Label determination¶
The exhaustive list of AWS Rekognition labels can be downloaded here: AWS Rekognition Labels. While this list is already fairly demographically neutral, it is my opinion that we should exclude labels that have a demographic context in the following categories:
Age
Gender
Sexual orientation
Nationality
Race
These seem the most likely to result in an incorrect or insensitive label (e.g. gender assumption of an individual in a photo). There are other categories which might be useful for search relevancy and are less likely to be applied in an insensitive manner. Some examples include:
Occupation
Marital status
Health and disability status
Political affiliation or preference
Religious affiliation or preference
Specifics for how this will be tackled regarding the Rekognition data will be outlined in the associated implementation plan.
Success¶
This project can be marked as success once the machine-generated tags from Rekognition are available in both the API and the frontend.
If the labels themselves are observed to have a negative impact on search relevancy, we will need a mechanism or plan for the API for suppressing or deboosting the machine-labeled tags without having to remove them entirely (NB: We may be able to leverage some of the DAGs created as a part of the search relevancy sandbox project for this rollback). We do not currently have the capacity to accurately and definitively assess result relevancy, though we plan to build those tools out in #421. We still feel that this project has value now, much like the introduction of iNaturalist data did even though we incurred the same risks with that effort.
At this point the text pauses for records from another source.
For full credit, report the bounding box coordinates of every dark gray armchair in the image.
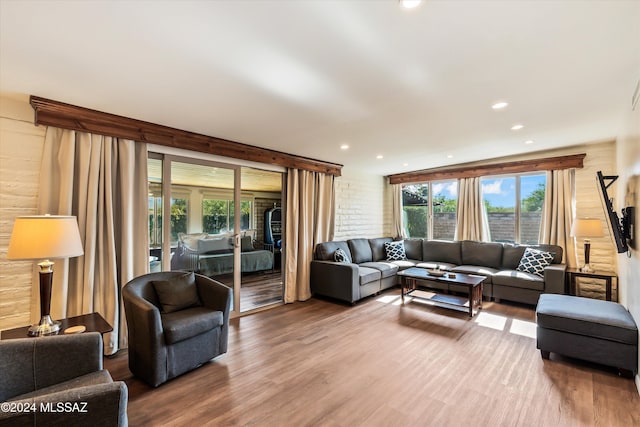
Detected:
[0,332,128,427]
[122,271,231,387]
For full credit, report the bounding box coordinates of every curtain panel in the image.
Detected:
[39,127,149,354]
[454,177,491,242]
[391,184,407,239]
[539,169,577,268]
[284,168,335,303]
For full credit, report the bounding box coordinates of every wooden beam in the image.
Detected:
[30,95,342,176]
[388,154,586,184]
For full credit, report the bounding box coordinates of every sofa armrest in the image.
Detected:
[544,264,567,294]
[311,260,360,303]
[0,332,102,401]
[0,381,128,427]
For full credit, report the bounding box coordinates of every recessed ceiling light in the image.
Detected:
[399,0,421,9]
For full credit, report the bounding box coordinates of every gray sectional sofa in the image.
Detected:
[311,237,565,305]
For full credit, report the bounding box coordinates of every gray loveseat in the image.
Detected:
[311,237,565,305]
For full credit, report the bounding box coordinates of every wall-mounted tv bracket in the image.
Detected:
[597,171,635,256]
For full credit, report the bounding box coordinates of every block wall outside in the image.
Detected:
[0,95,45,330]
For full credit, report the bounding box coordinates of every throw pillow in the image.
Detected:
[333,248,351,264]
[384,240,407,261]
[517,248,554,277]
[153,272,201,313]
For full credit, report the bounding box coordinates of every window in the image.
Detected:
[202,196,253,234]
[402,181,458,240]
[480,174,546,244]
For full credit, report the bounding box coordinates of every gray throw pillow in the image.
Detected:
[333,248,351,264]
[152,272,201,313]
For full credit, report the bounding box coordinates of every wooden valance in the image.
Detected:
[388,153,586,184]
[30,95,342,176]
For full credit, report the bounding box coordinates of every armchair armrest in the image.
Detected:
[196,274,233,354]
[544,264,567,294]
[311,260,360,303]
[0,381,128,427]
[123,286,167,384]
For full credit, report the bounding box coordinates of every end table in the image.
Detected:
[567,268,618,301]
[0,313,113,340]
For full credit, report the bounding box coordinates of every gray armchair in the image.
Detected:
[0,332,128,427]
[122,271,231,387]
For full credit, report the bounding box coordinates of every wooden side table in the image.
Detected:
[0,313,113,340]
[567,268,618,301]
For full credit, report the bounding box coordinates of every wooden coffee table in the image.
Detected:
[398,267,486,317]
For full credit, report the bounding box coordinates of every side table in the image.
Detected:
[567,268,618,301]
[0,313,113,340]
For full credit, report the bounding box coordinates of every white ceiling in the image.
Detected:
[0,0,640,174]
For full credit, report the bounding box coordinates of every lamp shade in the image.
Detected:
[571,218,604,237]
[7,215,84,260]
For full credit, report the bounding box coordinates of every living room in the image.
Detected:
[0,0,640,425]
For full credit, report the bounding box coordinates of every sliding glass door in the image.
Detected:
[148,154,283,315]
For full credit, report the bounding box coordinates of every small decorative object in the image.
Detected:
[571,218,604,273]
[427,269,447,277]
[7,215,84,336]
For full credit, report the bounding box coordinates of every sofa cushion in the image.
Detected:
[422,239,462,265]
[333,248,351,264]
[384,240,407,261]
[347,239,373,264]
[516,248,554,277]
[369,237,393,261]
[360,262,399,279]
[491,270,544,291]
[502,243,527,270]
[389,259,421,270]
[358,267,382,286]
[315,242,351,261]
[416,261,457,270]
[460,240,502,268]
[536,294,638,345]
[160,307,224,344]
[152,272,200,313]
[404,239,423,259]
[451,264,500,283]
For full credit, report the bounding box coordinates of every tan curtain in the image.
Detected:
[391,184,407,238]
[39,127,149,354]
[539,169,577,267]
[455,177,491,242]
[284,169,335,303]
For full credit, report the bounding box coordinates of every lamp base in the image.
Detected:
[29,314,60,337]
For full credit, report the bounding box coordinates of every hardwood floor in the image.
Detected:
[105,289,640,427]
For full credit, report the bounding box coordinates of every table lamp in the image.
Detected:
[7,215,84,336]
[571,218,604,273]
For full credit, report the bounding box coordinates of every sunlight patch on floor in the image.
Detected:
[473,311,507,331]
[509,319,536,338]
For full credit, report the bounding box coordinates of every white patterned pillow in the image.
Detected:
[333,248,351,264]
[517,248,554,277]
[384,240,407,261]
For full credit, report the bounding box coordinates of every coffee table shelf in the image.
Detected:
[398,267,485,317]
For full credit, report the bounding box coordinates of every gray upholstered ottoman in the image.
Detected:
[536,294,638,377]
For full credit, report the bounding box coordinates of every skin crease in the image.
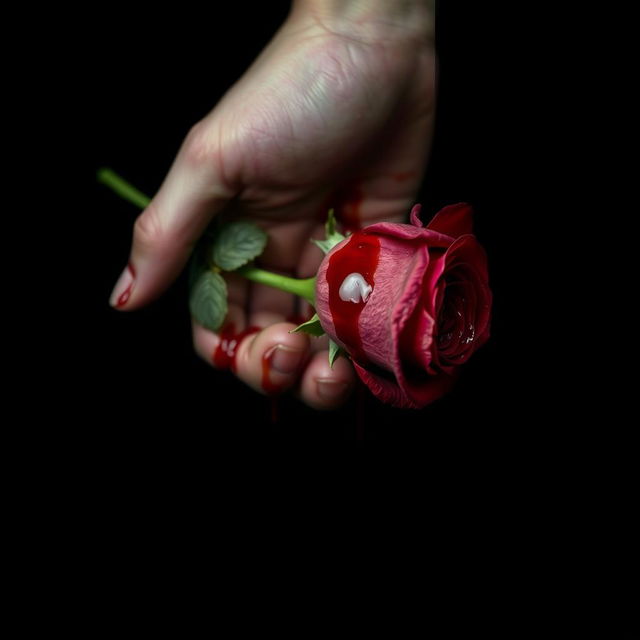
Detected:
[114,1,435,409]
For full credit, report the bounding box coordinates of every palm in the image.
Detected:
[198,21,434,276]
[124,11,435,408]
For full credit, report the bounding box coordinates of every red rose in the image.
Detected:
[316,204,492,408]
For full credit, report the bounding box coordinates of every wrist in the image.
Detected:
[292,0,435,41]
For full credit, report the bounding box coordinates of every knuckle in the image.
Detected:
[133,205,167,250]
[184,120,215,165]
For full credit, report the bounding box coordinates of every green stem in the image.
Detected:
[97,167,316,306]
[234,265,316,306]
[97,167,151,209]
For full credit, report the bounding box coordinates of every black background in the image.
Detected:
[60,2,548,452]
[19,1,637,632]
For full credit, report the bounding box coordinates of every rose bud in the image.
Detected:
[316,204,492,408]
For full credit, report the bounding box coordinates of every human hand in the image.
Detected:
[111,0,435,408]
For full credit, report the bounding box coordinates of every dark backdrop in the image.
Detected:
[69,1,535,456]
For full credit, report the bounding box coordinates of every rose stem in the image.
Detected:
[234,265,316,306]
[97,167,151,209]
[97,167,316,306]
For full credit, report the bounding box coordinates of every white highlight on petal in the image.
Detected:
[338,273,373,304]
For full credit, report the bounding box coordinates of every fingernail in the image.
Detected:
[109,263,136,308]
[316,379,349,400]
[271,344,304,374]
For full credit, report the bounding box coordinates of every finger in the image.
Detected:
[191,273,248,369]
[300,351,356,409]
[235,322,309,395]
[109,121,234,310]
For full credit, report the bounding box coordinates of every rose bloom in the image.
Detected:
[316,204,492,409]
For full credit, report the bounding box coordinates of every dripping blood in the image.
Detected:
[327,231,380,363]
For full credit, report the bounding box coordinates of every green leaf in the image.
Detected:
[189,271,227,331]
[329,340,347,369]
[289,313,324,338]
[211,220,267,271]
[189,240,209,291]
[311,209,345,254]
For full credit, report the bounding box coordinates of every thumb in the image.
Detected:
[109,121,235,310]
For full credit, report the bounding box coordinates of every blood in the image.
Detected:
[327,231,380,364]
[211,323,260,373]
[260,349,281,395]
[116,262,136,307]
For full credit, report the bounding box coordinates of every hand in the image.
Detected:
[112,1,435,408]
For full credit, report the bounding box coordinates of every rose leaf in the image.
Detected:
[329,340,347,369]
[189,271,227,331]
[311,209,345,254]
[211,220,267,271]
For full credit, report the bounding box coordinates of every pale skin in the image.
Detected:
[112,0,435,409]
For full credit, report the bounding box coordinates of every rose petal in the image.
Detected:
[367,222,454,249]
[353,362,420,409]
[358,236,429,370]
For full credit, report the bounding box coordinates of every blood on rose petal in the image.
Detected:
[327,231,380,363]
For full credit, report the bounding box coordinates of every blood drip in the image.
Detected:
[327,231,380,364]
[212,324,260,373]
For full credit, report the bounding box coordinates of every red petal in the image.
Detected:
[427,202,473,238]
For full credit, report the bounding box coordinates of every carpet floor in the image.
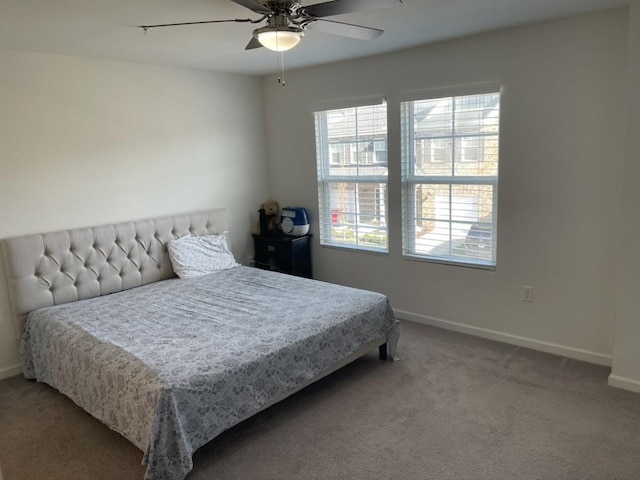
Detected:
[0,322,640,480]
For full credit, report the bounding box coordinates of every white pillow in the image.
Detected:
[167,232,239,278]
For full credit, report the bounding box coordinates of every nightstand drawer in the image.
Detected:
[253,235,311,278]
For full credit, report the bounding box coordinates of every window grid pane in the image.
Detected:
[401,93,500,266]
[315,104,388,252]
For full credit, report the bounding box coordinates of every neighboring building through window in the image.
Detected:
[401,86,500,267]
[315,103,388,252]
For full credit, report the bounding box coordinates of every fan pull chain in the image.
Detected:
[278,52,285,87]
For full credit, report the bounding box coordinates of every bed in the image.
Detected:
[1,209,399,480]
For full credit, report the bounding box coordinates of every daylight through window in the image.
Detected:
[315,103,388,252]
[401,87,500,267]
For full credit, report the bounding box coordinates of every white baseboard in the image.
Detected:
[0,365,22,380]
[394,309,612,368]
[609,373,640,393]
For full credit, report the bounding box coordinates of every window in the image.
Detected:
[315,100,388,252]
[401,87,500,267]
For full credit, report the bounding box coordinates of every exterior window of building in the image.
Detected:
[315,103,388,252]
[401,86,500,268]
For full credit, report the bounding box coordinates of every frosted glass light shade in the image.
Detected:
[256,29,303,52]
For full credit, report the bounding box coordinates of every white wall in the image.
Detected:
[264,10,638,364]
[0,51,268,378]
[609,0,640,392]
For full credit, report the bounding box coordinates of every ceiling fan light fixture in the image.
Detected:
[253,26,304,52]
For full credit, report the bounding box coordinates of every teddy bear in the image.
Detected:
[251,200,280,235]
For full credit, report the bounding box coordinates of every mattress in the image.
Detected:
[20,267,398,480]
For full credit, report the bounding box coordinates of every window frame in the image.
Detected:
[399,83,502,270]
[313,97,389,255]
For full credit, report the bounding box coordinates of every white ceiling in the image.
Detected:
[0,0,629,75]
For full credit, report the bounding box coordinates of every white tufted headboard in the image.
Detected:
[0,209,228,331]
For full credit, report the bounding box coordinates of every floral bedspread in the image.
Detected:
[21,267,398,480]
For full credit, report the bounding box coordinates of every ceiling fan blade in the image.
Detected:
[231,0,271,15]
[138,18,256,31]
[304,0,402,17]
[244,38,262,50]
[308,18,384,40]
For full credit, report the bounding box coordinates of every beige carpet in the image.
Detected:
[0,322,640,480]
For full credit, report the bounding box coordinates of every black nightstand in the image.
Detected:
[253,234,311,278]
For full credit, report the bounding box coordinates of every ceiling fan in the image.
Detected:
[140,0,402,52]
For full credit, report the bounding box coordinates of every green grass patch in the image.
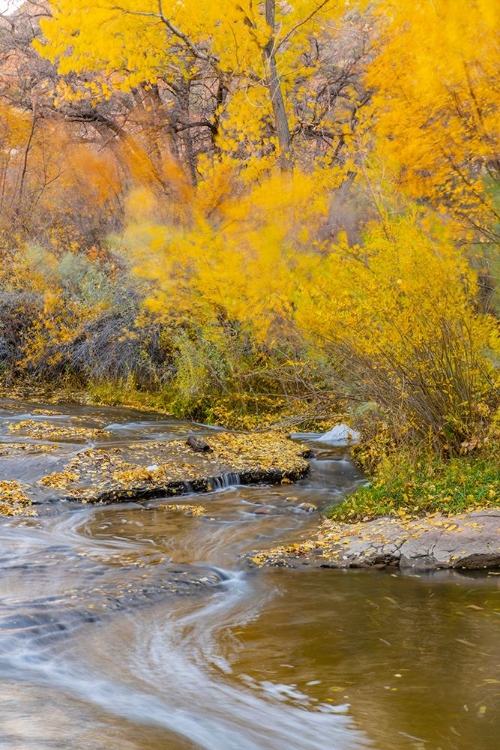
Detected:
[327,448,500,522]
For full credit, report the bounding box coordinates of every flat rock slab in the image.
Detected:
[0,432,309,515]
[247,508,500,570]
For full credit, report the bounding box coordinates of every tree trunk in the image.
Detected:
[264,0,293,172]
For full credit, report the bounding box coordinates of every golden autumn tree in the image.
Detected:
[367,0,500,238]
[36,0,372,181]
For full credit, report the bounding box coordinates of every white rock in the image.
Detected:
[319,424,359,445]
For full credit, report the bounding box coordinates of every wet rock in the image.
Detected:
[186,435,213,453]
[0,432,309,513]
[319,424,359,445]
[297,503,318,513]
[250,509,500,571]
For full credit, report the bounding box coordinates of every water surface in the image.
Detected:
[0,401,500,750]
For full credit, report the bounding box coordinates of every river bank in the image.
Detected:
[247,508,500,571]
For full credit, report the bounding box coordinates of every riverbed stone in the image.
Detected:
[247,508,500,571]
[0,432,309,514]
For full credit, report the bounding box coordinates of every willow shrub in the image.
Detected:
[297,209,498,453]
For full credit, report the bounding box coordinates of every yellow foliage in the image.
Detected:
[367,0,500,228]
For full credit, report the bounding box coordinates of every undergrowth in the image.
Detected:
[327,444,500,522]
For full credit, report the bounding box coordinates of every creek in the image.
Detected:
[0,399,500,750]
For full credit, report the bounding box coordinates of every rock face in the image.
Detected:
[250,509,500,571]
[0,432,309,515]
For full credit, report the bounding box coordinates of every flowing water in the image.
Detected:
[0,401,500,750]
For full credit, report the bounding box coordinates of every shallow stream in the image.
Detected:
[0,400,500,750]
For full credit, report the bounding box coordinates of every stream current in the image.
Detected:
[0,400,500,750]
The S3 bucket containing the Rekognition data will persist in perpetuity even after this project’s completion, though it can be moved to an infrequent access storage class after the initial data import is complete. This will allow us to perform additional extractions on the data in the future if desired.
Participants and stakeholders¶
Lead: @AetherUnbound
Design: @fcoveram (if any frontend design is deemed necessary)
Implementation: Implementation may be necessary for the frontend, API, and catalog; all developers working on those aspects of the project could be involved.
Infrastructure¶
The Rekognition data presently exists in an S3 bucket that was previously accessible to @zackkrida. We will need to ensure that the bucket is accessible by whatever resources are chosen to process the data. This was previously done by manually instantiating an EC2 instance to run a python script which generated a labels CSV. We may instead wish to either run any pre-processing locally or set up an Airflow DAG which would perform the processing for us.
Accessibility¶
The greatest concern on accessibility would be ensuring whatever mechanism we use for conveying the machine-generated nature/accuracy values in the frontend is also reflected in a suitable manner for screen readers.
Marketing¶
We should share the addition of the new machine-generated tags publicly once they are present in both the API and the frontend.
Required implementation plans¶
The requisite implementation plans reflect the primary pieces of the project described above:
Determine and design how machine-generated tags will be displayed/conveyed in the API
Determine and design how machine-generated tags will be displayed/conveyed in the frontend
Augment the catalog database with the suitable tags
The most important, blocking aspect of this work is determining how the labels will be surfaced in API results. Once that is determined, the frontend can be modified to exclude those values visually while the designs and implementation are executed. All work after that point can occur simultaneously.